The Federal Coach: U.S. archivist, first librarian in job, faces big online task
The nonprofit Partnership for Public Service and The Washington Post's On Leadership site jointly produce the Federal Coach, hosted by Tom Fox, director of the partnership's Center for Government Leadership.
The goal is to "engage, inspire and learn from you, the federal worker, whether you are a new hire, a contractor or a manager at the highest level."
There are three weekly installments:
Mondays: "Getting Ahead" -- advice on "leading up."
Wednesdays: "View From the Top Floor" -- interviews with federal leaders.
Fridays: Answering questions about navigating the federal workforce terrain.
Archives' online task is complex and huge
The "View From the Top Floor" interview was conducted by Tom Fox.

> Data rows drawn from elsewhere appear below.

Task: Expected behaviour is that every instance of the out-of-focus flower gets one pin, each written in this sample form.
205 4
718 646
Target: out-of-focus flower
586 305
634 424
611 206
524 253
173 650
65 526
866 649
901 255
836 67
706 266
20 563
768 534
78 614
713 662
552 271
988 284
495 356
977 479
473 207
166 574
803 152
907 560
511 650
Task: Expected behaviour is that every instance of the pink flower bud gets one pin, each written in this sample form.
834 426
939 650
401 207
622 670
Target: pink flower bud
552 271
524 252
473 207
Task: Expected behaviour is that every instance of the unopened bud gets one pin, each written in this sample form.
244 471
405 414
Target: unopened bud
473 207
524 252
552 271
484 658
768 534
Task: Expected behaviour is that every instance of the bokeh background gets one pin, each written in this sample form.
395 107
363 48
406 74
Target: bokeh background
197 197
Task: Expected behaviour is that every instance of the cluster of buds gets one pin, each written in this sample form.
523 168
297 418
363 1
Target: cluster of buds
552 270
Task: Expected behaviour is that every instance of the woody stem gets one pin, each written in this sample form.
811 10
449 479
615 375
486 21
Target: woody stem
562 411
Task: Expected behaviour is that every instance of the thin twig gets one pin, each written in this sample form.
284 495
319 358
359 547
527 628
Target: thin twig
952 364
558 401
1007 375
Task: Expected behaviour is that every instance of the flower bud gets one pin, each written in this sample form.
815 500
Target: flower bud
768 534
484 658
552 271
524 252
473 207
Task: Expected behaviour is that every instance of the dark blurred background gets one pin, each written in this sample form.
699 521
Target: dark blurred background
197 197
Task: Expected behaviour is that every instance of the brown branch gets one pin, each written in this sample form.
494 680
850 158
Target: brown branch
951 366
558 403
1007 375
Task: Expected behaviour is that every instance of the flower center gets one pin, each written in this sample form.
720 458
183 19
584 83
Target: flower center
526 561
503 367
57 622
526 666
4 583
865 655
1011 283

David S. Ferriero is the 10th archivist of the United States. In this role, he leads the National Archives and Records Administration, the nation's record keeper. Ferriero previously served as the Andrew W. Mellon director of the New York Public Libraries, where he led the development of the library's digital strategy.
As the first librarian to serve as archivist of the United States, what unique experience do you bring to the job?
I think my many years in libraries has provided me with a certain set of technical competencies around organization of information, but more importantly, thinking about an experience with users and how users interact with information. I've been in libraries through the introduction of technology up until current time -- with the Internet digitization and creating digital content -- and thinking about how we exploit technology for the same purposes and the user environment.
How do you engage your employees?
I listen to them. I have 44 facilities from Anchorage, Alaska, to Atlanta, Georgia. I've been getting out to those facilities and creating opportunities for the staff to talk to me so I get firsthand information about what is going to work. I now blog [at AOTUS: Collector in Chief], which is another vehicle for people to communicate with me. I put a premium on paying attention to what people have to say. As someone who started his career shelving books in a library at the Massachusetts Institute of Technology, I always had my mind on those people coming up behind me to ensure that the quality of the work environment was not only adequate but a place where people want to work.